All normal tenancy laws had been set aside in the contract; in case of default a peasant could be ejected from these lands within three months, he claimed.
“Rangers have been deployed on the Okara farmlands to contain the peasant movement, as peasants were demanding ownership of land because they have been tenants there since the colonial period,” he said.
“The Board of Revenue and the public accounts department have given decisions in favour of peasants. It is also a human-rights issue because 35-40 per cent of the peasants on these farms are from the minority Christian community,” he added.
Nazir Ahmed Watto, of the Anjuman-i-Samaji Bahbood, Faisalabad, said how residents of a small village, Dudiwala in Faisalabad district, learnt from renowned sociologist Dr Akhtar Hameed Khan when they laid a sewerage line in their village on a self-help basis.
He said through working at the grassroots level people could make remarkable achievement as Dr Khan did in the Orangi Pilot Project.
He said more people have died in the past 100 years due to poor sanitation than in war. Keeping in view the massive corruption in our government departments, people should solve their problems on a self-help basis.

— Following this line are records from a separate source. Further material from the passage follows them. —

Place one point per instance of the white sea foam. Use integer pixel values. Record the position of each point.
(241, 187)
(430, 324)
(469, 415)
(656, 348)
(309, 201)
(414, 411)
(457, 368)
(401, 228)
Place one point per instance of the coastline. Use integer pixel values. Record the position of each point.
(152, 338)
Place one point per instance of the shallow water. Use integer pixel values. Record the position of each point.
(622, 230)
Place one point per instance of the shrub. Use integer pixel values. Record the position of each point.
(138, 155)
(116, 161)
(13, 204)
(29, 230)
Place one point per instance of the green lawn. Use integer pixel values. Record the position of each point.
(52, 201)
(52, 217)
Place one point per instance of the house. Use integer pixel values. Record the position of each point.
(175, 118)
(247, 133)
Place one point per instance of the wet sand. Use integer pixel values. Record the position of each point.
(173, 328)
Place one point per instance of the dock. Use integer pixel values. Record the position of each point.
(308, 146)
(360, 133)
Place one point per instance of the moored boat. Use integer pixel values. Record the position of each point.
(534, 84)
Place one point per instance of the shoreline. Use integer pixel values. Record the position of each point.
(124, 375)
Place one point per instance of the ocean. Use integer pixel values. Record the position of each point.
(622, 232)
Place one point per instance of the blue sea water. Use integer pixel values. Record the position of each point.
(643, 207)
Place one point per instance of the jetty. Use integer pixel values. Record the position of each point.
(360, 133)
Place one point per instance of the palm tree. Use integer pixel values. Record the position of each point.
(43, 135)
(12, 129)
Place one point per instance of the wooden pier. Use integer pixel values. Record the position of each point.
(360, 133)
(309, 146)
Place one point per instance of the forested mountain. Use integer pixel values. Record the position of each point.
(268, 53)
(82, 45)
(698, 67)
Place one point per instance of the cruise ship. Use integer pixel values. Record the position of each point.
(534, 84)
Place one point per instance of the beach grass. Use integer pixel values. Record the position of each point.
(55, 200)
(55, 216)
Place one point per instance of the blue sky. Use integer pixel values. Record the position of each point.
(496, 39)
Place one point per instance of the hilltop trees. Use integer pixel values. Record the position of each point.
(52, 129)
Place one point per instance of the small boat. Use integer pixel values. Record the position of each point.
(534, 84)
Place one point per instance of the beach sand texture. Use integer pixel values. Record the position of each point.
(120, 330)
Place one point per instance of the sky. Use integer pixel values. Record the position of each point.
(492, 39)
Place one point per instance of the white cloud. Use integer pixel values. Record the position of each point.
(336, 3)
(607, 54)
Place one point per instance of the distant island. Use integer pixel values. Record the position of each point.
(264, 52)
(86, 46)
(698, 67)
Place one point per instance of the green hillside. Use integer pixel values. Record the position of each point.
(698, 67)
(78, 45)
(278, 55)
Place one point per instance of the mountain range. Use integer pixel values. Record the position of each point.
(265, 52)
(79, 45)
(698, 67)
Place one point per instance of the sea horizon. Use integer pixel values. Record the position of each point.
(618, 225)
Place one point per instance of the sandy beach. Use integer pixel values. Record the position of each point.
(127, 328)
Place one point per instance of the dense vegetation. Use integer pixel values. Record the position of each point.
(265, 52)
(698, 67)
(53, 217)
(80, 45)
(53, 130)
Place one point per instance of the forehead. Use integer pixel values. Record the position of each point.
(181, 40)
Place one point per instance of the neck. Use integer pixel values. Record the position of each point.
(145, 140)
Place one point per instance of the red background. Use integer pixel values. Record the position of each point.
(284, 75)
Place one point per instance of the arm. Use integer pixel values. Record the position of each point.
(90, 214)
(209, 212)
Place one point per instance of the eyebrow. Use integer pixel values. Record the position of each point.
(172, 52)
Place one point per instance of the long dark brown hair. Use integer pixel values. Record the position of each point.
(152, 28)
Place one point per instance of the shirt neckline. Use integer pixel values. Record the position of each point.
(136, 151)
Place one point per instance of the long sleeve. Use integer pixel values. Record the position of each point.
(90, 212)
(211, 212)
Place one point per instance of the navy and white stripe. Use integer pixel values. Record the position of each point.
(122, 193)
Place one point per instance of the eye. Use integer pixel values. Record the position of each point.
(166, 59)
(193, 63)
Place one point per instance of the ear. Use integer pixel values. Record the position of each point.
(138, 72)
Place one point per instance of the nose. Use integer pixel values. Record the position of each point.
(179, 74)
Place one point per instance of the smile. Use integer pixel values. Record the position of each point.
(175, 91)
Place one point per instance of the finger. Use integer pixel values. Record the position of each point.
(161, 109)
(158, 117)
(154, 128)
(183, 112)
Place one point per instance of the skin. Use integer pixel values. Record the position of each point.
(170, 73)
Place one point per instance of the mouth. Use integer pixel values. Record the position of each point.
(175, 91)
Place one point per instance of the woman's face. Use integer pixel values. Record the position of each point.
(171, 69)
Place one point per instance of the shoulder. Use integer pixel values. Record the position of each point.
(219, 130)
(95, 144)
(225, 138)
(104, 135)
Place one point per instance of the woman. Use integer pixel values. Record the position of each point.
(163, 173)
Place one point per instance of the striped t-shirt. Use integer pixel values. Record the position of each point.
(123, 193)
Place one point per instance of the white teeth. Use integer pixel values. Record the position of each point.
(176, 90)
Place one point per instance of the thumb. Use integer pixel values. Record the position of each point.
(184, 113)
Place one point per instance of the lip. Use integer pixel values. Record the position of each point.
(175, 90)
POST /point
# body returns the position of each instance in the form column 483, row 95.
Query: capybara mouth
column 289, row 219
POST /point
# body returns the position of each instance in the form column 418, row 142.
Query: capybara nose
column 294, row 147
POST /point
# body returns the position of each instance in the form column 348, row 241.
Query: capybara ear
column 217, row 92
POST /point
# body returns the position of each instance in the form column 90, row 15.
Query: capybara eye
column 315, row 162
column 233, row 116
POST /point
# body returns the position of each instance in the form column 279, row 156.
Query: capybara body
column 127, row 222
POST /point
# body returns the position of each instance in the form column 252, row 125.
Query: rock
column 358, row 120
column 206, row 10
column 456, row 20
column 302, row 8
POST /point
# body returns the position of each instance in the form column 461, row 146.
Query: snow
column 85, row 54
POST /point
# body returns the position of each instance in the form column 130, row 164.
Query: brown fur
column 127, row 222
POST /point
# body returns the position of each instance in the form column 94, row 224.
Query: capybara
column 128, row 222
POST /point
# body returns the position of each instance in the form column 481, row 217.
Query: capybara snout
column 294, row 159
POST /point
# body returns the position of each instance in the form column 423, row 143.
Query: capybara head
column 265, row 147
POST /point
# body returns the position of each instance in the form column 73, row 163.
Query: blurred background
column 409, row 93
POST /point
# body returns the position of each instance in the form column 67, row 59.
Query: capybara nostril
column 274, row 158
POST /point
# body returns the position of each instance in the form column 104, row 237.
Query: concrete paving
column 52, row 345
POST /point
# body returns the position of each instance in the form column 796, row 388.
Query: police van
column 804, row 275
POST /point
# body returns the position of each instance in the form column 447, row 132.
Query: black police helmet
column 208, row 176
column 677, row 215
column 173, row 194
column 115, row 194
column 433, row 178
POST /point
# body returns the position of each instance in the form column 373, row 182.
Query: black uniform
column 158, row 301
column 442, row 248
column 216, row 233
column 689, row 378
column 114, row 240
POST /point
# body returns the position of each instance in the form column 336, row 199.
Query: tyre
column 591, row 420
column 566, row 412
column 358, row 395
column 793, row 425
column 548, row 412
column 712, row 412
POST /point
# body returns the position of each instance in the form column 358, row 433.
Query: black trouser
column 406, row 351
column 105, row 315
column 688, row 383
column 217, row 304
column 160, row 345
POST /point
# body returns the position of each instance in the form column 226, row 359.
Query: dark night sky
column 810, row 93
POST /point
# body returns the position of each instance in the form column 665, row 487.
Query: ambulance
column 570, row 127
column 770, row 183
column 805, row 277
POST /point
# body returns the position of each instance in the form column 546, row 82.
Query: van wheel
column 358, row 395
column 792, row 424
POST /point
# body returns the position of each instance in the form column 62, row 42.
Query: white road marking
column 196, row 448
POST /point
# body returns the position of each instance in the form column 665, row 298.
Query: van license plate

Mohammed Nauman, an associate professor at NED University of Engineering and Technology, made a presentation on a strategy to fight poverty in Pakistan.
The day-long two sessions of the seminar was presided over by senior journalist Zubaida Mustafa and Dr Fauzia Qureshi.
The sessions were followed by group discussions.
Writer and newspaper columnist Zahida Hina summed up the proceedings of the Third Dr Akhter Hameed Khan Development Forum.